Indeed, the “Energy Security and Transportation Jobs Act” (H.R. 3410), which the House Republican leadership plans to marry with their version of the transportation bill, represents a staggering assault on our ocean and coasts. Without regard for the millions of people who depend on a healthy ocean for their livelihoods, such as fishermen and tourism operators, this bill would systematically ensure that we drill off of every coastline in the country.
Here’s a breakdown of the destruction this bill would inflict upon our oceans.
- Title I – Title I would require the Secretary of Interior to lease at least 50% of all unleased acreage for oil and gas drilling every five years, essentially doubling oil drilling every five years until our entire OCS is subsumed. To be clear: this bill doesn’t just makes these acres available for drilling—it actually requires leasing to occur, no matter what, until all OCS areas along both coasts are leased. But that’s not enough for House Republicans. No—they want to ensure that this environmental destruction will be completed quickly. That’s why Title I also requires that the OCS off the Atlantic coast, Pacific coast, and in the Gulf of Mexico, and Alaska, be made available for leasing in the 2012-2017 oil and gas leasing program. That means drilling would commence off of every coastline in our country by 2017 at the latest – from Maine to Florida, off California, in the Gulf, and in America’s Arctic.
- Title II – Apparently, even 2012-2017 is too long for the GOP to wait when it comes to drilling. That’s why Title II requires lease sales before 2014 in sensitive areas the Administration has put off limits to drilling. Indeed, the bill would force the Administration to reopen a lease off Virginia that the Administration cancelled in an effort to employ lessons learned from the BP oil disaster. It would also mandate lease sales off Southern California, despite the fact that President Obama excluded this area from his OCS leasing proposed program for 2012-2017, and prevent the state of California from weighing in on this decision. Finally, it would mandate drilling in Alaska’s Bristol Bay, which President Obama put under a moratorium in 2010 due largely to the fact that it’s home to a billion-dollar salmon fishery.

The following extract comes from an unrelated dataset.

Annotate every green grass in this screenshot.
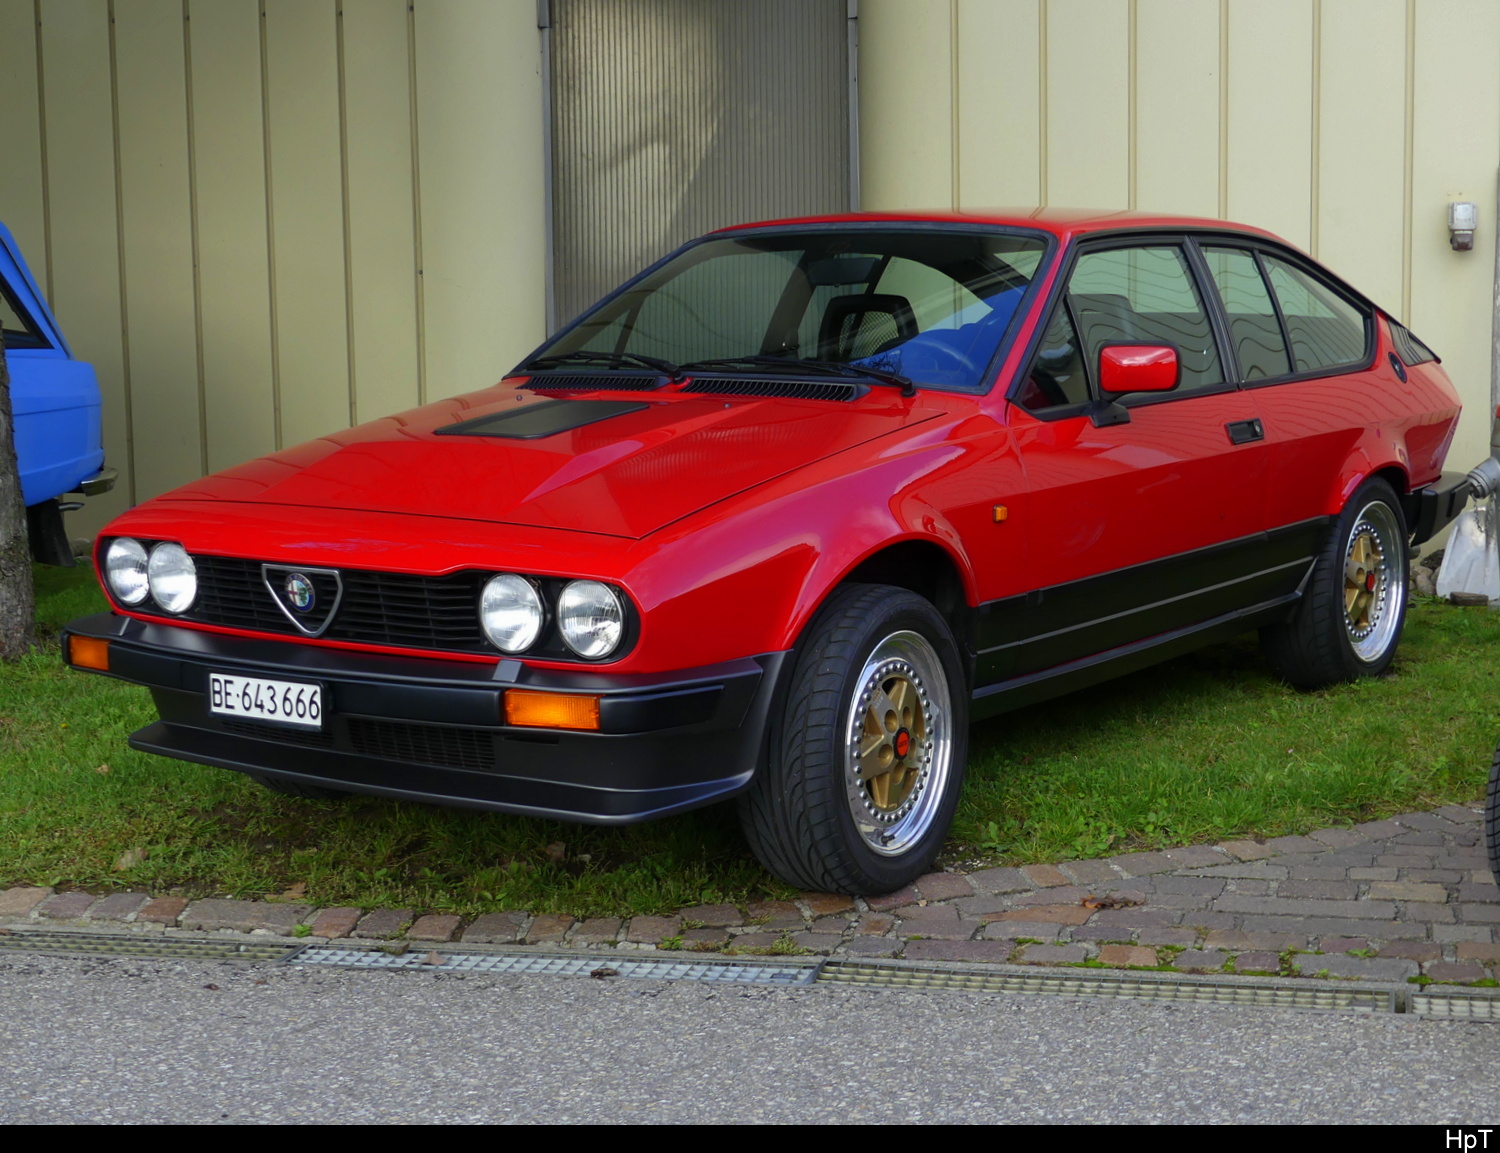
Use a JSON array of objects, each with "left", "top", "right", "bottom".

- Title III – Title III would repeal the current legislative moratorium on oil and gas leasing in the Eastern Gulf that is contained in the Gulf of Mexico Energy Security Act (GOMESA). Moreover, the bill would mandate three lease sales in the Eastern Gulf—all of which would occur before 2016 and could lie near Florida.
- Title IV – To top it all off, Title IV forces revenue sharing. Oil and gas resources on the OCS are owned by the American people, and the revenues they generate belong to all Americans. However, TItle IV would send a cut of the income generated from selling our nation’s ocean resources directly to states to use for any purpose, with no accountability to the federal taxpayer. Worse, revenue sharing serves as an inducement to states to support harmful drilling, regardless of the consequences.
If the House GOP leadership were serious about jobs, like they keep saying they are, they wouldn’t hold up a transportation bill our country needs with a monstrosity like this that has absolutely no chance of ever passing the Senate. To call this a jobs bill, is akin to saying the BP oil spill clean-up was a boon to the Gulf Coast economy—not only is it false, it’s just plain insulting.